As we think of the baptism of Jesus, and the boundaries he challenged and broke, may we invite Jesus to break down the barriers in our lives and in our hearts, so that all might receive the love and forgiveness he offers.  Amen.
 
Hymn    In Christ there is no East or West
John Oxenham (1908) Public Domain Sung on BBC’s Songs of Praise
In Christ there is no east or west,
in him no south or north,
but one great fellowship of love
throughout the whole wide earth.
 
In Christ shall true hearts ev’rywhere
their high communion find.
His service is the golden cord
close binding humankind.
 
Join hands, then, people of the faith,
whate’er your race may be.
Who serves my Father as his child
are surely kin to me.
 
In Christ now meet both east and west,
in him meet south and north.
All Christlike souls are one in him
throughout the whole wide earth

 

Intercessions
 
Holy God, thank you for the gift of your Son Jesus,
for his humanity and his humility,
His willingness to accept a baptism he hardly needed
to stand alongside people like us,
His courage in accepting a ministry that would lead one day to the Cross.
 
As we bring our prayers for others, 
we remember that we pray in his name; that we too are children of God,
empowered and guided by the same Spirit.
So we pray with confidence.  
Help us to see how we can play our part 
in answering the prayers we make.
 
We have thought of water that divides;
we think too of the water that destroys,
through storm and flood and rising sea levels. 
We think of places where the rains don’t come,  where crops and livestock die, where rights to water are the subject of increasing conflict.
We hold before you everyone suffering from the effects of climate change.
 
We have thought of divisions and barriers,
and we think of divided communities and places of conflict.
We pray for wisdom among leaders and a desire for peace.
We pray for people who feel excluded or unwanted, 
especially for those who they are not welcome in the church.
 
We have thought of the peace and healing Jesus brings,
and we think of people we know who are in need of peace and healing.
We remember those who are ill, in hospital or awaiting treatment; 
we give thanks for those who are recovering. 
We pray for the medical teams and all those caring for them. 
 
We lift these prayers to you, in love and trust, in the name of our Lord Jesus Christ. Amen. 
 
Offertory Prayer
 
Generous God, giver of all things, we bring our gifts to you – as a token of our thanks and a sign of our love.  Accept and bless all that we bring, and all that we are, and use us and our gifts to serve and honour you. In the name of Jesus, Amen.
 
Hymn    At the name of Jesus
Caroline Maria Noel | Michael Brierley © Words: Public Domain Sung on BBC’s Songs of Praise
 
At the name of Jesus every knee shall bow.
Every tongue confess Him King of glory now.
‘Tis the Father’s pleasure we should call Him Lord,
who from the beginning was the mighty Word.
 
Humbled for a season to receive a name
from the lips of sinners unto whom He came.
Faithfully He bore it spotless to the last
brought it back victorious when from death He passed.

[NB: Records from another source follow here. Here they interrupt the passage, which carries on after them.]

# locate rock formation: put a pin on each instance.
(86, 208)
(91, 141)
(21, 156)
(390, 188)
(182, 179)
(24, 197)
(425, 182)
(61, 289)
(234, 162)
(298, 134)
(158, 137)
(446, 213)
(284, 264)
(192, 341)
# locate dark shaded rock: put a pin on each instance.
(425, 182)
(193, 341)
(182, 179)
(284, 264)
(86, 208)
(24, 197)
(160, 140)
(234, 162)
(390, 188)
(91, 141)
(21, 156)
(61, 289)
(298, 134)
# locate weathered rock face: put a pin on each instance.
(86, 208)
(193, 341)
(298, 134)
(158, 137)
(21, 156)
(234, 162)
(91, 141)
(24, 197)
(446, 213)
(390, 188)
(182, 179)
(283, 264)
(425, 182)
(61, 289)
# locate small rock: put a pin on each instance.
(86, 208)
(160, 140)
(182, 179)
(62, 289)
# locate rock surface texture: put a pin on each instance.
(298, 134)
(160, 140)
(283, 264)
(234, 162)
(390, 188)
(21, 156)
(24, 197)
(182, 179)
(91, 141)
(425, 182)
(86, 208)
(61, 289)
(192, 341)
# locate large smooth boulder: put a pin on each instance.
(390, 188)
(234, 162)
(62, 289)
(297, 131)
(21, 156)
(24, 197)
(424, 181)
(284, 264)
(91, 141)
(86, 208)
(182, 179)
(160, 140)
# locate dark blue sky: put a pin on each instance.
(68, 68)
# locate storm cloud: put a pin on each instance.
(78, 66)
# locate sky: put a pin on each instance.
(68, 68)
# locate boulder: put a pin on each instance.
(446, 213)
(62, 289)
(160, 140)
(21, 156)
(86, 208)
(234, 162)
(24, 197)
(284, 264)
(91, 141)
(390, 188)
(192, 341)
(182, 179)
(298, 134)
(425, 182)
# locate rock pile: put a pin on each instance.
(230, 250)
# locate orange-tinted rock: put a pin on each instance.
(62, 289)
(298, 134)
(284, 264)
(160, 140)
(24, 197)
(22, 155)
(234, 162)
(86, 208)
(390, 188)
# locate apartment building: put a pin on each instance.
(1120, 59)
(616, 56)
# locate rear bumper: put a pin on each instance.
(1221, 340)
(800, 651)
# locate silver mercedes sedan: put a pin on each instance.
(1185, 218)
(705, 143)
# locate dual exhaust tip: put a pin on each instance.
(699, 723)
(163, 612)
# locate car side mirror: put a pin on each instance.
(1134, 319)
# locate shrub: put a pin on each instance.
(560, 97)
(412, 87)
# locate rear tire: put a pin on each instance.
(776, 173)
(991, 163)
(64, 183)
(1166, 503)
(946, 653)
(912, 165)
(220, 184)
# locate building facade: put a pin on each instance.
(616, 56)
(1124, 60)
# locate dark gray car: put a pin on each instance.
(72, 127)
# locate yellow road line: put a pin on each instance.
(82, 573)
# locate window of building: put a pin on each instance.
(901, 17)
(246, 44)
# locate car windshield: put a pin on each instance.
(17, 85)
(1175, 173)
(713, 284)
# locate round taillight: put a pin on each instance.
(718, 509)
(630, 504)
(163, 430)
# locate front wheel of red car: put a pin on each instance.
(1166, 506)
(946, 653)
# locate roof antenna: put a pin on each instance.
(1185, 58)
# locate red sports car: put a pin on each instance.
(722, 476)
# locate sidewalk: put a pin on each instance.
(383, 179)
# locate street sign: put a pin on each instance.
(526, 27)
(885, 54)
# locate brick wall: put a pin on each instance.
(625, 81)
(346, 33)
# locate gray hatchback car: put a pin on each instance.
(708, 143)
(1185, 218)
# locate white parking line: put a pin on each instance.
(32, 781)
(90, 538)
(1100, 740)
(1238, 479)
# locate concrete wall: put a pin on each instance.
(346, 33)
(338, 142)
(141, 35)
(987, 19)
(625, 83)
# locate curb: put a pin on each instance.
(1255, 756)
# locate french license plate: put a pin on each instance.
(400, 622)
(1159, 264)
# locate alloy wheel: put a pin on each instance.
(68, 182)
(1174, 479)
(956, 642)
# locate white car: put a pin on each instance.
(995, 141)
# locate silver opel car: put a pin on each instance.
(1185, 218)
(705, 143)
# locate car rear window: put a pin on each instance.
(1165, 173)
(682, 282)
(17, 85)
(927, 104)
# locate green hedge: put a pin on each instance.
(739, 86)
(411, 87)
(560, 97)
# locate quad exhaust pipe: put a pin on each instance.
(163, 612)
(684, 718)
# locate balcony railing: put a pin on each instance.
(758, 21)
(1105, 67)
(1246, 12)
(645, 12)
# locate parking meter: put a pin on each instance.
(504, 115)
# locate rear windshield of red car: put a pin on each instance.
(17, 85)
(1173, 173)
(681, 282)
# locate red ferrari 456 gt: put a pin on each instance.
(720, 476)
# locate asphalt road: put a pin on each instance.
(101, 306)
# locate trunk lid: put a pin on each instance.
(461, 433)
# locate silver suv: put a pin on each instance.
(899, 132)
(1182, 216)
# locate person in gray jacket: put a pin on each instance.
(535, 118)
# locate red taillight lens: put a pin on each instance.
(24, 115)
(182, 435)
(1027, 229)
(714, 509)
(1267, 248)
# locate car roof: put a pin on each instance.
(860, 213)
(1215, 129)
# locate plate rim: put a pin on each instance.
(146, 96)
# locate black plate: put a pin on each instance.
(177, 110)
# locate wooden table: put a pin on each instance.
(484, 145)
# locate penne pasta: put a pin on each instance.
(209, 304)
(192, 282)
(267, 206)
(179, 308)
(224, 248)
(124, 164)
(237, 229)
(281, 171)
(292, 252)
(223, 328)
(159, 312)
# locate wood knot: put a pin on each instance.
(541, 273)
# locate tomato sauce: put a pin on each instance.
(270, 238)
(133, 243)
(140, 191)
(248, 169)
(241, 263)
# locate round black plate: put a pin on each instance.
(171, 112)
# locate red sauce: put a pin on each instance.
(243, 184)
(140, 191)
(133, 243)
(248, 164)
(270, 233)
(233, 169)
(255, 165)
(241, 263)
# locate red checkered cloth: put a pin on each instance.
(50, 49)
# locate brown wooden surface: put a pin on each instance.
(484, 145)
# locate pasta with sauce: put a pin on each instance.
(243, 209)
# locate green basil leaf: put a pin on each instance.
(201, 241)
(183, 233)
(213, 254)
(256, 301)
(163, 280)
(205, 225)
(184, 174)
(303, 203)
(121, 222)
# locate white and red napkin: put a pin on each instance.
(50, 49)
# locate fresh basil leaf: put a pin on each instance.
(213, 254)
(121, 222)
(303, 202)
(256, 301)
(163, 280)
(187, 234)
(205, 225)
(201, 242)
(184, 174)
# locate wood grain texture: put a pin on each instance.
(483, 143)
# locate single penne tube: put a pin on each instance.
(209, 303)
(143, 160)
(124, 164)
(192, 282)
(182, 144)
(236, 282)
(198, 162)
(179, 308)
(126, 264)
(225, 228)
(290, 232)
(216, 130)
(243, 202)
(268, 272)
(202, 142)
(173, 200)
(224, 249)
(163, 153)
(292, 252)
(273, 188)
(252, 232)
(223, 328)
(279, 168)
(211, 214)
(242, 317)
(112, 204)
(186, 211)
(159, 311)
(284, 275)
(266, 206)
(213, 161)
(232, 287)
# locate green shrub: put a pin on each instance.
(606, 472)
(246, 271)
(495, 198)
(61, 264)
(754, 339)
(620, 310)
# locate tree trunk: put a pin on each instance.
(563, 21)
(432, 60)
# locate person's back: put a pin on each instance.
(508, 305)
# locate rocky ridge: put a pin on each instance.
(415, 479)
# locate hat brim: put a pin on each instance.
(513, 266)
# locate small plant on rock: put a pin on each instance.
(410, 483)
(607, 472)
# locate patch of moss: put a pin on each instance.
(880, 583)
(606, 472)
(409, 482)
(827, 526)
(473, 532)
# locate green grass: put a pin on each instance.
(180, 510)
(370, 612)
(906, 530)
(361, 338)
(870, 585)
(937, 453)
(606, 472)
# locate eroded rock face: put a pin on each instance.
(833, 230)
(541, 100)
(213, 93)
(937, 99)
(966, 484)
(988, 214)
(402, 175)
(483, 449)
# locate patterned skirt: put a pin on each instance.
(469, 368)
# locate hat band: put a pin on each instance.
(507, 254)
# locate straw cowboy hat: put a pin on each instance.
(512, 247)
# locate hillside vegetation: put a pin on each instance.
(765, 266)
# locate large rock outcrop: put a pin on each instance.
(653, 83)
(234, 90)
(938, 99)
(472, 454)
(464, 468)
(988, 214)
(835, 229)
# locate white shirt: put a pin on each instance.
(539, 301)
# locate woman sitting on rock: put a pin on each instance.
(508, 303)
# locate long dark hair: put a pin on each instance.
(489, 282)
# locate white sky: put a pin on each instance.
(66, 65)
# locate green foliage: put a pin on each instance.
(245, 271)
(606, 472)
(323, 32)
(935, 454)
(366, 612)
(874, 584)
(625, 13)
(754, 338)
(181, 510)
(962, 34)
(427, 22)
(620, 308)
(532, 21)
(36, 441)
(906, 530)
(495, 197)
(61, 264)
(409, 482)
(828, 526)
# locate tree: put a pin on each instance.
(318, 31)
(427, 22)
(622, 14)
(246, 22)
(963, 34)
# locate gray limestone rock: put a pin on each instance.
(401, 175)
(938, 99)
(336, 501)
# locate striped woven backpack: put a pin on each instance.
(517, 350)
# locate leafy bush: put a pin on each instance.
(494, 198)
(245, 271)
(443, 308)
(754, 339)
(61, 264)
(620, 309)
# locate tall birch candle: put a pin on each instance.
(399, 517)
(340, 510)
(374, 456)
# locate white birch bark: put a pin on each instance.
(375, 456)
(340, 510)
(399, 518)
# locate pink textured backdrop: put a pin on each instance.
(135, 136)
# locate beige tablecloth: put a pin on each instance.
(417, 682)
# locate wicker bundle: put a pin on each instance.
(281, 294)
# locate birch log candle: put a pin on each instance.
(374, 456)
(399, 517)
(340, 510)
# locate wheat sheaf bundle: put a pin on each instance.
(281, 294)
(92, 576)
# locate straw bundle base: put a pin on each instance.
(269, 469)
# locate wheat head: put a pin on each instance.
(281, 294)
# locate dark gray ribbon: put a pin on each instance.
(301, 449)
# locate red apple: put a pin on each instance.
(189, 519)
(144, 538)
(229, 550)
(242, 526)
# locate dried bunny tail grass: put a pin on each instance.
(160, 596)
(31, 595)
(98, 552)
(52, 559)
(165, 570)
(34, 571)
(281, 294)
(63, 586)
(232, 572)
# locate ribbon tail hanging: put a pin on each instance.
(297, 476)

Christians, this Lord Jesus shall return again
with His Father’s glory, with His angel-train.
For all wreaths of empire, meet upon His brow,
and our hearts confess Him King of glory now.
 
Blessing
 
May you live in the love of God,
In the friendship of Jesus,
And in the inspiration of the Spirit,
May you hear the voice from heaven that says,
 ‘You are my beloved child’,
And may that blessing dwell in you, now and always. Amen.